Отличному ремесленнику, Юзефовичу не достаёт, увы, качеств художественного дарования: изобразительной силы, естественных и зрелых образов.
Название романа имеет отношение к содержанию косвенное. Древний миф о войне журавлей и карликов, запечатлённый ещё в "Илиаде" Гомера, кажется, прорастёт в книге благородством, даже величием чувств. Кажется, миф, как бы заново рождённый, озарит её, хотя бы в самом финале… Между тем это только приманка. Доверчивый читатель наверняка испытает разочарование. Тот же, кто не лишён проницательности, кто заметит в самом начале, что книга проникнута мещанским духом, который естественным образом исключает сильные и ясные страсти, присущие древнему мифу, не обманется названием, не свяжет и с содержанием никаких особых надежд. Скорее всего, он будет пристально следить за авантюрной линией и забавляться ею. Надо сказать, это решающая слагаемая успеха "Журавлей и карликов" – занимательность.

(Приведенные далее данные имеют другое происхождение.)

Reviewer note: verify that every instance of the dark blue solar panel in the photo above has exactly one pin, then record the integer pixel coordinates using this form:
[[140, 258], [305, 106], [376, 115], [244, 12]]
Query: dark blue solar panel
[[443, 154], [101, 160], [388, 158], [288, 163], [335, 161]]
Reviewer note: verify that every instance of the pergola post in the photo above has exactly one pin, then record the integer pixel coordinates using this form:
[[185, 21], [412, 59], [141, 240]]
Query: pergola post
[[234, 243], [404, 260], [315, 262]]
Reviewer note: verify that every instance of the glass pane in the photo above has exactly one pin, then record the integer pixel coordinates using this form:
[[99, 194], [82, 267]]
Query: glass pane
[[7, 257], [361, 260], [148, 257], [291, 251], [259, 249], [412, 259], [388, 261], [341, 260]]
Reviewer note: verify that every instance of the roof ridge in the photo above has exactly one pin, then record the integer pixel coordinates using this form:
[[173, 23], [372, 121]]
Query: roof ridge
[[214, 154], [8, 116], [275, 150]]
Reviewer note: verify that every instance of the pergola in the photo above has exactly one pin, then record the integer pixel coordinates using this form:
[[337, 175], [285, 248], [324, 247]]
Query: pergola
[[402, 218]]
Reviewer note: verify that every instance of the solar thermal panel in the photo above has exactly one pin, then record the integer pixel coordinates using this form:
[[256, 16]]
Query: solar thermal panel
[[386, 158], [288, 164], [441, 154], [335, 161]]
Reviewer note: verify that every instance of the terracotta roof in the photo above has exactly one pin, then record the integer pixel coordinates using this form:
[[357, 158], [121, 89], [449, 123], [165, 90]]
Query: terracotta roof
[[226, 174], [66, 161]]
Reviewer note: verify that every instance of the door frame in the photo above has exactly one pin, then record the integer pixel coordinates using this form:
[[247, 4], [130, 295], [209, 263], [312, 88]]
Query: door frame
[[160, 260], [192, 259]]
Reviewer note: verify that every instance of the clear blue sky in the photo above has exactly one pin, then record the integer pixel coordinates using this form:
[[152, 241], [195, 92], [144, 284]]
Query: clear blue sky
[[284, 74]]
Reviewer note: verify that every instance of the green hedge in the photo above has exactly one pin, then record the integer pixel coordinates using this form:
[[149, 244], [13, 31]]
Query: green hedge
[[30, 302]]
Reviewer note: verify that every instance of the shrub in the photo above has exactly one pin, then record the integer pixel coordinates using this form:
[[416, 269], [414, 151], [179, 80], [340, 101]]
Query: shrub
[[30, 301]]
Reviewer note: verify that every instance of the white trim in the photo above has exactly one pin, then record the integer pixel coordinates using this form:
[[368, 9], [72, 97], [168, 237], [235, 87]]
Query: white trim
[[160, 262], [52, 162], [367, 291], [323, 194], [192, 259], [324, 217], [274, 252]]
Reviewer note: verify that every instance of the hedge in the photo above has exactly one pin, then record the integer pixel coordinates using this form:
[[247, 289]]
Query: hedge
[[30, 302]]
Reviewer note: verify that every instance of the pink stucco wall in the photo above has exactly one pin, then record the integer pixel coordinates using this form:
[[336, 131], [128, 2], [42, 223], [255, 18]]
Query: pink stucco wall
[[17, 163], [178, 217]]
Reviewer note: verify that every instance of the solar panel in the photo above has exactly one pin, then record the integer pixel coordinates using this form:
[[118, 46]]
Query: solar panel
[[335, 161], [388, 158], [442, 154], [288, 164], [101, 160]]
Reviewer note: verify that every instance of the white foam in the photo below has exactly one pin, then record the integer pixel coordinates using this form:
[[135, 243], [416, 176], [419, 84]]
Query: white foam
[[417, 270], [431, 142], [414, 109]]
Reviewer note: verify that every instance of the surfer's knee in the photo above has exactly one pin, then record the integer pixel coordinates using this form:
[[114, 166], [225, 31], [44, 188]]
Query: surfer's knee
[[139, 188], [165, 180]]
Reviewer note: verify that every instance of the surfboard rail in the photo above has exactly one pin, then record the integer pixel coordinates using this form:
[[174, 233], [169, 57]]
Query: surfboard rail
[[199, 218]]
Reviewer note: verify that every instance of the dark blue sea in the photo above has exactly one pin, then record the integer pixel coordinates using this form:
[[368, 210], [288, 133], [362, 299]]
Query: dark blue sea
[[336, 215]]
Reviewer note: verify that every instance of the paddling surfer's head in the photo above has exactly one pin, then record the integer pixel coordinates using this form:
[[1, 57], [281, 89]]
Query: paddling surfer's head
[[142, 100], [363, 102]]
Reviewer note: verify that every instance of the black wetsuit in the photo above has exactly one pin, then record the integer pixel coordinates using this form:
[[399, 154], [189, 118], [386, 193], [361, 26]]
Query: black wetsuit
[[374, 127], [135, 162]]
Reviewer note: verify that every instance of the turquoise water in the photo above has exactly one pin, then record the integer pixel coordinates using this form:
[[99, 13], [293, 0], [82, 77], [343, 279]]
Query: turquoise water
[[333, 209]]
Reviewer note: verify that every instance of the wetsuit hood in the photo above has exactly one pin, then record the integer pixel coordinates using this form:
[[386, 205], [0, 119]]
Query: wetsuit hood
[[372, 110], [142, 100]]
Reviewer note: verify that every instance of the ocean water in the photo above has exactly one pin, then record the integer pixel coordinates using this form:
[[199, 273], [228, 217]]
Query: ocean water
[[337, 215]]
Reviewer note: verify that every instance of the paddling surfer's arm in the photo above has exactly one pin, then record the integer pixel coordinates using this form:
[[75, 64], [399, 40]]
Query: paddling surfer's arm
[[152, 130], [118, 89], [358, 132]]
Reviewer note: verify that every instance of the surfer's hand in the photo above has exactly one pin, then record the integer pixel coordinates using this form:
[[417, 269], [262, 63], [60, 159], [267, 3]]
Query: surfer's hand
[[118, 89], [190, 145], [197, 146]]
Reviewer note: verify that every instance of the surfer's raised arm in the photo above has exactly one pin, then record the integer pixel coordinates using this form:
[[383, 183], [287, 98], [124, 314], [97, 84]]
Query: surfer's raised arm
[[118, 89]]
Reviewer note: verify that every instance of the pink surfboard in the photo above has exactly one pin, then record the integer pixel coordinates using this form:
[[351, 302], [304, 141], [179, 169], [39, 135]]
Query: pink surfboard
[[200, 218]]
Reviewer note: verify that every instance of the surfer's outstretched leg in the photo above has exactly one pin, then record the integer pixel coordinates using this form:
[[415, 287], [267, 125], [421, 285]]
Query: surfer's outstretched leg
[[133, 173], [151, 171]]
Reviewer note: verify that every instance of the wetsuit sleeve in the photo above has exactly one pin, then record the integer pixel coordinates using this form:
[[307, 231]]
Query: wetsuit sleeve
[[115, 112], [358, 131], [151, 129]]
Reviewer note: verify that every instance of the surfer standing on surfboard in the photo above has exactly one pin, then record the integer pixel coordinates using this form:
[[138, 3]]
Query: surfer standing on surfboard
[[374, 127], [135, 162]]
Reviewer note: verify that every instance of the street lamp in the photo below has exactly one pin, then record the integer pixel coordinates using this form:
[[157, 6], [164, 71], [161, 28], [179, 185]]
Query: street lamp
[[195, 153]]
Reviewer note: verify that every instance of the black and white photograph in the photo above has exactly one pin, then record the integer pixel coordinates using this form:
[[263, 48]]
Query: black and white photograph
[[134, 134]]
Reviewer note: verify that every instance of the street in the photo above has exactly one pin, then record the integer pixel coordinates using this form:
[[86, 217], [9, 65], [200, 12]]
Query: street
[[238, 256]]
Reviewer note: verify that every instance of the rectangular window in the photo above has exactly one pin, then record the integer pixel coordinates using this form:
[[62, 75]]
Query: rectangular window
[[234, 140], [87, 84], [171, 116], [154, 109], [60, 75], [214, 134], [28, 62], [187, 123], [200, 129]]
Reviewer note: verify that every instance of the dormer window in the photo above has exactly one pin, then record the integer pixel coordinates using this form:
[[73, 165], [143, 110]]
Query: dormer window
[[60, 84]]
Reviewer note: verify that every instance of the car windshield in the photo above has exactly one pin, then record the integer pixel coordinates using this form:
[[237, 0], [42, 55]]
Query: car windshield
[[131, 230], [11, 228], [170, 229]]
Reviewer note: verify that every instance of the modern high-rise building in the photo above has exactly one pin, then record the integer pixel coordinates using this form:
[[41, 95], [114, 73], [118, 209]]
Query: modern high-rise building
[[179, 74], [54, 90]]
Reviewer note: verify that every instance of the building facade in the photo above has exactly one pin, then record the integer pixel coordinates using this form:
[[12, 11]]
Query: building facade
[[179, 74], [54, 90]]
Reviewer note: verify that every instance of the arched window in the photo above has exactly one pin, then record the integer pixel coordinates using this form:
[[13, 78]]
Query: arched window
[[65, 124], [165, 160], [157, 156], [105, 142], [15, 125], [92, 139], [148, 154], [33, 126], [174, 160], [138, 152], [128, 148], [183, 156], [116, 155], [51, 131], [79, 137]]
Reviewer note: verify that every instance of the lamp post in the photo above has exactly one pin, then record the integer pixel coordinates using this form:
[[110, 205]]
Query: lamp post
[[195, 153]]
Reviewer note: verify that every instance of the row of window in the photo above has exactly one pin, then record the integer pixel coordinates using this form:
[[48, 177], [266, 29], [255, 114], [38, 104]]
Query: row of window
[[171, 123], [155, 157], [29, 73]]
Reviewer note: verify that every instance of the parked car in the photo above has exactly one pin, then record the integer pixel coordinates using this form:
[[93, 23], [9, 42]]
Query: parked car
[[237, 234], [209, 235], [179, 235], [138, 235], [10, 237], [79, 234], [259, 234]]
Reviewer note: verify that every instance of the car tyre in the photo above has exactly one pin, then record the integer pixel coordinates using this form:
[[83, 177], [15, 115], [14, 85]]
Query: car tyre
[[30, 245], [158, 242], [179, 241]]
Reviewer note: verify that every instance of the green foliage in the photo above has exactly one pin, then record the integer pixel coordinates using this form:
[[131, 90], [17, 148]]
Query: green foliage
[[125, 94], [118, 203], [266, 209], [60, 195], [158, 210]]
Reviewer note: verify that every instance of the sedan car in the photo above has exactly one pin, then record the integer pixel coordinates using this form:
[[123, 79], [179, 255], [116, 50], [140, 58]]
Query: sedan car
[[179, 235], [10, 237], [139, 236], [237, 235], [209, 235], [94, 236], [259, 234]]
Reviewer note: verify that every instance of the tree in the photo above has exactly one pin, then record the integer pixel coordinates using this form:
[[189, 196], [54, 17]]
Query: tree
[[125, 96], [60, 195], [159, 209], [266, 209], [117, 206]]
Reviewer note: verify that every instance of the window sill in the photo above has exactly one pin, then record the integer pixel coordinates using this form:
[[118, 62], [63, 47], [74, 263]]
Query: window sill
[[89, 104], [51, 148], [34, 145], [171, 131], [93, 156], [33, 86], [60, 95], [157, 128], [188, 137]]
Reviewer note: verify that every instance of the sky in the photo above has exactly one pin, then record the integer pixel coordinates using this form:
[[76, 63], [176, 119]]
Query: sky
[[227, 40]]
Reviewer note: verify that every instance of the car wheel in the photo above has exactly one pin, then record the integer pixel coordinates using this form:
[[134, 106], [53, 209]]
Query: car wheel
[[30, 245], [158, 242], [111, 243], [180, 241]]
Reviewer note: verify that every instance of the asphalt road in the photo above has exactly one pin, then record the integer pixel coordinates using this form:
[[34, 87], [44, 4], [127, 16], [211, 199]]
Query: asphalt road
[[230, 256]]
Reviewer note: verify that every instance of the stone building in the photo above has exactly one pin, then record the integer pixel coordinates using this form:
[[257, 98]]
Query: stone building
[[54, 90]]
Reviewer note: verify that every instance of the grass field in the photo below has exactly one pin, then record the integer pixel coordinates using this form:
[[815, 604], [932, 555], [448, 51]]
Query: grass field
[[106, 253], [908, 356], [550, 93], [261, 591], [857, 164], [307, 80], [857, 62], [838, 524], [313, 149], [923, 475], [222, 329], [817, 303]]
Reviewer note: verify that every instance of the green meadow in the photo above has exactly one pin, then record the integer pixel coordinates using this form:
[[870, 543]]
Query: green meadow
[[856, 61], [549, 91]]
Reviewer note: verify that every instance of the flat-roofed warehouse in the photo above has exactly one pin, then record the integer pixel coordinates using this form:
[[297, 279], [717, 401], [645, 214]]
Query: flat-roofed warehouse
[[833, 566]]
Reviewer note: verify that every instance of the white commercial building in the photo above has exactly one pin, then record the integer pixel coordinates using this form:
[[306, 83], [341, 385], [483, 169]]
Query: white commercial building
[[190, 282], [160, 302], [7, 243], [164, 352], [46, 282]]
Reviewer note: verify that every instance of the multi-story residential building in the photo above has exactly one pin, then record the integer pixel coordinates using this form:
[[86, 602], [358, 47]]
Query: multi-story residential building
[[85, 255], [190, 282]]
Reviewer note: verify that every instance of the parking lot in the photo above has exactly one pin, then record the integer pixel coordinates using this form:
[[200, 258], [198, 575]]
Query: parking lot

Но и здесь требуется оговорка. В романе несколько сюжетных линий, весьма слабо друг с другом связанных. Самое увлекательное повествование – жизнь и необычайные приключения авантюриста XVI века Тимошки Анкудинова, самозванца, объявившего себя царевичем Иваном, сыном свергнутого с престола Василия Шуйского. Разоблачённый в отечестве, он вынужден скитаться в Европе, выдумывать головокружительные истории, врать в лицо европейской знати, бывать уличённым, скрываться, менять города и страны… Автор стремится сделать книгу занимательной, – и за счёт причудливых исторических персонажей, будто сошедших со страниц плутовского романа, это удаётся, становится решающей слагаемой успеха.
Не то – в части современности. Эти главы посвящены описанию первых рыночных лет в России. Крах обывательского уклада, растерянность, нищета – всё отражено достоверно и зримо, с множеством точных, характерных подробностей. Здесь автор имел возможность подняться до высокой очерковости, если бы сохранил объективность и непредвзятость историка. Но именно здесь, как на грех, в его интонации, обычно ровной, почти невозмутимой, возникает волнение, появляются слабые следы жалости и обиды. Волнение носит, если так можно выразиться, бытовой характер. Ликующее обилие товаров в магазинах – и пустой холодильник в доме героев, стремительное обогащение соседей – и нелепые, безуспешные аферы бывших научных сотрудников… Могла бы спасти эти страницы ирония, но автор склонен к ней ещё меньше, чем к патетике. С моральной, да и с художественной точки зрения это самые слабые страницы, жалкие и вполне плебейские.
Скудость изобразительных средств, узость художественного воображения возмещает, однако, самонадеянность, и замысел автора дерзок: он пытается нащупать – и воплотить – "времён связующую нить" отечественной истории, создать некое единство исторического пространства и времени.
Историк по образованию, Юзефович великолепно ориентируется в сюжетах прошлого и порою даже склонен "жонглировать" ими; беллетрист, накопивший солидный литературный опыт, он довольно искусно переплетает их с повествованиями о современности. Кое в чём старания его не остаются напрасными. Постоянная смена эпох и впрямь создаёт в романе впечатление некоей неизменности содержания отечественной истории. Но одушевление прошлого, своеобразное воскрешение его и слияние с настоящим требуют страсти, безотчётной творческой самоотдачи, душевной широты и глубины одновременно, чего "умеренный и аккуратный" талант Юзефовича лишён напрочь. Поэтому не только историческое , но и просто человеческое содержание этих глав сводится, главным образом, к произволу, обману, смутам, таящимся, по мнению автора, в самой сущности существования страны и народа. Я хотел бы, однако, упредить возможное подозрение в очернительстве. Роман насчитывает немало эпизодов, рассказывающих об иноземных нравах, и нравы эти описаны столь же брезгливо-безразлично, как и отечественные. Видимо, автор относится с большим недоверием к человеку вообще, вне эпох, национальностей и политических формаций. Человек как таковой, из крови и плоти, малоприятен для Юзефовича и малоинтересен. Его перо скользит по оболочке человеческого существования, боясь приблизиться к подлинным мукам и подлинным радостям, избегая и бед, и счастливых мгновений. По многим признакам можно догадаться, что глубину явлений он видит, но предпочитает поверхность.
Размышляя над книгой, приходится признать, что главнейшая её черта, её основной духовный порок – обезличенность.